Soaked CBR values below 3% in Wellington silts demand either chemical stabilisation or a substantial increase in pavement cover depth.
Our approach and scope
The Terrace Motorway project in the 1970s exposed how variable Wellington’s made ground and residual soils can be, and modern laboratory CBR testing still wrestles with the same issue: the difference between a bulk sample taken from a wind-blown loess pocket and one from a compacted gravelly fill can be 300%. The test procedure follows NZS 4404 methods, with a 4.5 kg rammer and a 450 mm drop compacting material in a standard CBR mould, typically at modified Proctor effort. Soaking is mandatory for most Wellington roading jobs because the water table sits high in the Hutt Valley and around the CBD reclamation zones. A load-penetration curve is plotted, and the ratio of the test load to the standard load for 2.5 mm and 5.0 mm penetration is reported.

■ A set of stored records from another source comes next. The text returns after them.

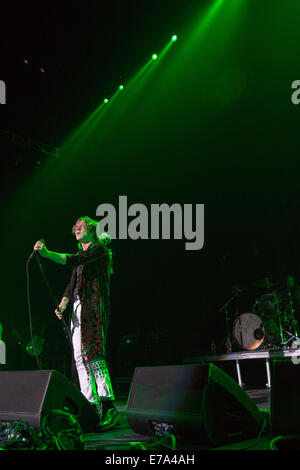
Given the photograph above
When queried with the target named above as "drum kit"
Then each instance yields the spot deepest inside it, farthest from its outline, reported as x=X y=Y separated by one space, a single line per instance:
x=270 y=322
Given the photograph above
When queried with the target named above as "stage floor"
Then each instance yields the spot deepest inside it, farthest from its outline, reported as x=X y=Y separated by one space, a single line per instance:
x=124 y=438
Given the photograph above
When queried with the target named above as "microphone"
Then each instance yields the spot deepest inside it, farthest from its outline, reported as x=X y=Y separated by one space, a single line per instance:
x=35 y=251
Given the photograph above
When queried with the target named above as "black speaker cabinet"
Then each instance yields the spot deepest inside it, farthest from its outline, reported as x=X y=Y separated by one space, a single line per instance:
x=31 y=395
x=285 y=397
x=197 y=403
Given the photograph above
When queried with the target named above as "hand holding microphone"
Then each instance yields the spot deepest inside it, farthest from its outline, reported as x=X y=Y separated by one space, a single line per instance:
x=39 y=247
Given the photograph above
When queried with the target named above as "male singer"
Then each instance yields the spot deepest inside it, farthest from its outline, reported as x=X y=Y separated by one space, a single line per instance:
x=88 y=293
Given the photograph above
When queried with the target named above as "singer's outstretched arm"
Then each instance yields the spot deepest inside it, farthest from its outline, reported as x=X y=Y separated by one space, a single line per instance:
x=60 y=258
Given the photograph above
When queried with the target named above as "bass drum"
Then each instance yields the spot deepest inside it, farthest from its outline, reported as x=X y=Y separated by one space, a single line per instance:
x=248 y=331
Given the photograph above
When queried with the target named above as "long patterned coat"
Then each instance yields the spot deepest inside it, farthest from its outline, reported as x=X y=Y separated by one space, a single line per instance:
x=93 y=284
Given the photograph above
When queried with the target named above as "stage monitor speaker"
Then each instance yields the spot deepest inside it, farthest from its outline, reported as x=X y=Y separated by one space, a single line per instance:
x=285 y=402
x=197 y=403
x=31 y=395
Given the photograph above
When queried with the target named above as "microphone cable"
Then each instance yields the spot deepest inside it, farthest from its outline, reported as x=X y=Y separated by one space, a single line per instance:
x=29 y=312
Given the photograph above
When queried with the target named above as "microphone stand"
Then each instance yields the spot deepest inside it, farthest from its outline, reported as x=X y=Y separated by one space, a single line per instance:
x=65 y=327
x=227 y=341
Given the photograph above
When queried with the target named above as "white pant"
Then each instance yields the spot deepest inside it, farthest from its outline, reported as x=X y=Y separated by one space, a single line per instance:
x=93 y=376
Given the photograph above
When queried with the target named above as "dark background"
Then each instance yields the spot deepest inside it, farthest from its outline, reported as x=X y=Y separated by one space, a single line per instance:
x=213 y=124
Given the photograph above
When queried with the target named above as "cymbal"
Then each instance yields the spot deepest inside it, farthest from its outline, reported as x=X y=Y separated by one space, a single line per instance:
x=267 y=283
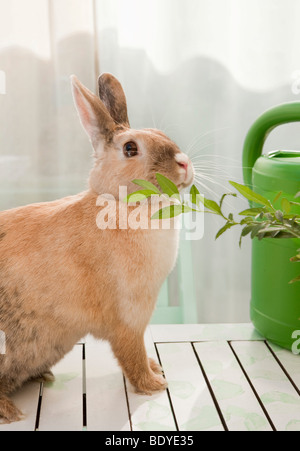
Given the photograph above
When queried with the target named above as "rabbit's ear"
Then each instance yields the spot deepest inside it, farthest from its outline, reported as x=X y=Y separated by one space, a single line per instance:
x=93 y=114
x=112 y=95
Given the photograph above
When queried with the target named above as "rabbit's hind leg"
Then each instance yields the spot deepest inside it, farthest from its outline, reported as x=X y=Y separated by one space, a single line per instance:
x=9 y=413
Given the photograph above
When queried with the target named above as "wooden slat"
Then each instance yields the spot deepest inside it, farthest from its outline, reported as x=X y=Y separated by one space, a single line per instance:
x=62 y=403
x=203 y=332
x=238 y=403
x=278 y=395
x=106 y=398
x=290 y=362
x=193 y=405
x=26 y=399
x=154 y=412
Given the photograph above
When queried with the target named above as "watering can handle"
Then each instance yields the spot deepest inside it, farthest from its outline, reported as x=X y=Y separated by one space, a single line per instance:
x=260 y=130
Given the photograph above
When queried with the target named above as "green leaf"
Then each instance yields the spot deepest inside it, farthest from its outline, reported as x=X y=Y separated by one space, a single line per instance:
x=286 y=206
x=252 y=211
x=297 y=279
x=146 y=184
x=252 y=196
x=279 y=215
x=223 y=198
x=210 y=205
x=227 y=226
x=194 y=194
x=167 y=186
x=277 y=197
x=138 y=196
x=171 y=211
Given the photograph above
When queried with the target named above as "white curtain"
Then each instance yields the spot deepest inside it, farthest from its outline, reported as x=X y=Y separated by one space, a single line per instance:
x=201 y=70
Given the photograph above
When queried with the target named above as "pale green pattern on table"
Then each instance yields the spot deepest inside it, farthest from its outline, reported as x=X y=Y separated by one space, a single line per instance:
x=191 y=400
x=61 y=380
x=155 y=416
x=272 y=385
x=239 y=406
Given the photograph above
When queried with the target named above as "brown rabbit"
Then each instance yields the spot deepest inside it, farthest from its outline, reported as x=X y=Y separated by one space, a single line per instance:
x=62 y=277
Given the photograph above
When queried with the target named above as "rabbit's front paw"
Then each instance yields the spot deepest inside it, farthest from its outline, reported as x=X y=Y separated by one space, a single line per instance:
x=47 y=376
x=155 y=367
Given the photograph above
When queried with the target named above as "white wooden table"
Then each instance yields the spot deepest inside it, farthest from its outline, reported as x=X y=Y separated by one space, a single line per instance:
x=221 y=377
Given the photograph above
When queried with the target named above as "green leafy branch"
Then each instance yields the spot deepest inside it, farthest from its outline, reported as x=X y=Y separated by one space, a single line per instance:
x=259 y=221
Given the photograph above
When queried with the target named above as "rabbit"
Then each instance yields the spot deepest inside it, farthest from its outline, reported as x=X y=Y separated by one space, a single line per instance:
x=62 y=277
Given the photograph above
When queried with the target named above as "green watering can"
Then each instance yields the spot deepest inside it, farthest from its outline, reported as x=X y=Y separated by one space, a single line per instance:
x=275 y=303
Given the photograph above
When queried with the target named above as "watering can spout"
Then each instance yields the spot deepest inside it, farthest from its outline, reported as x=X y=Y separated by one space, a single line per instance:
x=258 y=133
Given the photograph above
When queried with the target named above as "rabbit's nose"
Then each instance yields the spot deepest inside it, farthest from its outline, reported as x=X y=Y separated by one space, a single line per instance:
x=183 y=164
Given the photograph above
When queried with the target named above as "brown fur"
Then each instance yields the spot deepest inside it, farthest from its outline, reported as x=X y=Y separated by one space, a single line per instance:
x=61 y=277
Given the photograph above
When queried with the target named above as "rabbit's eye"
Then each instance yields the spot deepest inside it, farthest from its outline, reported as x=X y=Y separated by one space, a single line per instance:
x=130 y=149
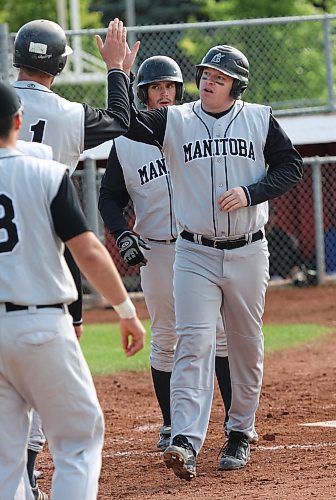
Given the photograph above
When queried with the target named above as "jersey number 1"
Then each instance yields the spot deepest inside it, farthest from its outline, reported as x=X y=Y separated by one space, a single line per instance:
x=38 y=130
x=7 y=225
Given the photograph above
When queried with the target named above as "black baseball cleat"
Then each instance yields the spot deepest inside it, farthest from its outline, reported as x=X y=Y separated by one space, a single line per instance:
x=181 y=457
x=164 y=437
x=235 y=454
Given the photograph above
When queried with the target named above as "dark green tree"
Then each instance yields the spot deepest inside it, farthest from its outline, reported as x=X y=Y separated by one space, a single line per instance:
x=149 y=12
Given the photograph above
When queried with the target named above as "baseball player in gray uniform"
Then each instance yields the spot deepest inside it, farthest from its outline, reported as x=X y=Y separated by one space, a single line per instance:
x=41 y=363
x=227 y=158
x=40 y=53
x=139 y=172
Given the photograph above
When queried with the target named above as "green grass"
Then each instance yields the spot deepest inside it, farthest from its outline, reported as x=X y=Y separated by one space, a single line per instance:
x=102 y=347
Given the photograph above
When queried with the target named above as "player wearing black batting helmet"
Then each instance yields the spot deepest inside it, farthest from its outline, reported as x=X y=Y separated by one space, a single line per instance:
x=41 y=44
x=140 y=172
x=40 y=53
x=227 y=157
x=158 y=69
x=229 y=61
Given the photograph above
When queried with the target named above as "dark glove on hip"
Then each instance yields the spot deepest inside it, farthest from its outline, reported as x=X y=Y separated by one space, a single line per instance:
x=129 y=245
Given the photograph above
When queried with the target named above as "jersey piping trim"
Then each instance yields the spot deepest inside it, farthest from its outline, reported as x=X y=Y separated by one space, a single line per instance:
x=212 y=170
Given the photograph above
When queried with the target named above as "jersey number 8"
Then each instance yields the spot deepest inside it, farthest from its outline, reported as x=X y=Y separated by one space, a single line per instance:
x=8 y=231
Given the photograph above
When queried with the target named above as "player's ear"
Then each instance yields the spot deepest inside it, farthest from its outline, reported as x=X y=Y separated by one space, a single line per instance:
x=17 y=121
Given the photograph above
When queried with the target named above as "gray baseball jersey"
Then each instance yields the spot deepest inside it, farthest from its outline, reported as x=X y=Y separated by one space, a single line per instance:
x=148 y=183
x=47 y=284
x=39 y=351
x=70 y=127
x=139 y=172
x=209 y=154
x=55 y=121
x=35 y=149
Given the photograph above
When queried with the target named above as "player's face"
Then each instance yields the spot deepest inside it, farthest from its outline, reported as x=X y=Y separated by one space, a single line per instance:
x=161 y=94
x=215 y=88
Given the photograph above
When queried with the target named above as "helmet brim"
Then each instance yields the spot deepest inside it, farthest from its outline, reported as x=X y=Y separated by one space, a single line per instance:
x=68 y=51
x=220 y=69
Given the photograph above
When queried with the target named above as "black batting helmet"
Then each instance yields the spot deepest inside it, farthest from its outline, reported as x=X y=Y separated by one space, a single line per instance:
x=230 y=61
x=159 y=69
x=41 y=45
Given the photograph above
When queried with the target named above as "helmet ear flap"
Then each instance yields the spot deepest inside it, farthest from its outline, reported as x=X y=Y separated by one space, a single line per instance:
x=179 y=91
x=198 y=76
x=238 y=88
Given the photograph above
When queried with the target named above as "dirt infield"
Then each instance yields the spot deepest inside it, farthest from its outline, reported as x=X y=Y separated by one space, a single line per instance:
x=290 y=461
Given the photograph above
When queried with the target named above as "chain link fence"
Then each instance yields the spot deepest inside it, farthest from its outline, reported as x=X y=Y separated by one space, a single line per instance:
x=291 y=59
x=291 y=69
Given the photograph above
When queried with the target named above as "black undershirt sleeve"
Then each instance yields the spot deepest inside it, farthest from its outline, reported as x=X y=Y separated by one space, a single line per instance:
x=113 y=196
x=68 y=217
x=284 y=166
x=102 y=125
x=147 y=126
x=69 y=221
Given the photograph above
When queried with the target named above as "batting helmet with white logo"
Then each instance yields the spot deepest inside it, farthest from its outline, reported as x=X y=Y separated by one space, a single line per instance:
x=41 y=45
x=159 y=69
x=229 y=61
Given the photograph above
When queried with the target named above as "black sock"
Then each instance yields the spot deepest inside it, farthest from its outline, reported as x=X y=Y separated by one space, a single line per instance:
x=161 y=382
x=224 y=382
x=31 y=466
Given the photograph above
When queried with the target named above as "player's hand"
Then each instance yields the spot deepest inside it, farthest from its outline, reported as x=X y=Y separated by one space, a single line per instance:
x=233 y=199
x=130 y=57
x=129 y=245
x=132 y=335
x=113 y=50
x=79 y=330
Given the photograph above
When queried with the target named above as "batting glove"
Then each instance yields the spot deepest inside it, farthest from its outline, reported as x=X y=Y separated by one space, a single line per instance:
x=129 y=245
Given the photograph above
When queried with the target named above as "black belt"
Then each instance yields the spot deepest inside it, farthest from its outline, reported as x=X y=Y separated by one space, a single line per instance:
x=162 y=241
x=223 y=245
x=10 y=307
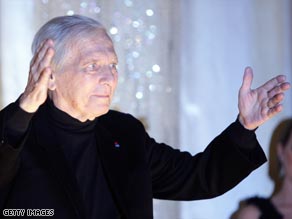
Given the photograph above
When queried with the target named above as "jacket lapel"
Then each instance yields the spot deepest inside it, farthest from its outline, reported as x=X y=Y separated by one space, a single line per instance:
x=114 y=163
x=58 y=166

Where coarse particles exceed 19 mm, the scalping and replacement technique is applied, and the report always flags the particle-size adjustment so the designer knows the value is conservative.
Local ground factors
The mistake that repeats across Wellington subdivisions is assuming that an unsoaked CBR value taken from a trial pit in February is representative of winter conditions. A contractor opens a formation, runs a quick field check, and orders aggregate based on a CBR of 12%. By July, after the water table rises through the fractured greywacke, the same material measures 4%. The pavement starts rutting within the first year. The laboratory CBR test eliminates that gamble by enforcing a four-day soak under surcharge, which mimics the worst-case moisture condition the subgrade will see during the design life. Without it, designers are guessing, and the cost of replacing a failed pavement in a steep Wellington street, where truck access is limited and retaining walls constrain the corridor, runs far higher than the price of a single soaked CBR determination.
Common questions
What does a laboratory CBR test cost in Wellington?
A single soaked CBR determination on a remoulded specimen, including the Proctor compaction curve, typically falls between NZ$190 and NZ$300 depending on the number of points on the moisture-density curve and whether swell monitoring is required. Bulk pricing applies for three or more specimens from the same project.
How long does the soaked CBR test take from sample drop-off?
Allow seven working days. The sample requires moisture conditioning, compaction, a full four-day soak period under surcharge, and then penetration testing. Same-day reporting is only possible for unsoaked granular materials.
When is a laboratory CBR required instead of a field Scala penetrometer?
Wellington City Council and NZTA pavement design guidelines require a laboratory soaked CBR for design input. The Scala penetrometer is useful for site variability checks, but the soaked laboratory value is the one that governs aggregate depth calculation under NZS 3404.
What sample mass do you need for a CBR test?
We ask for a minimum of 25 kg of representative bulk material, double-bagged to preserve field moisture. For granular soils with particles larger than 37.5 mm, 40 kg is preferred to allow for scalping and replacement without compromising the gradation.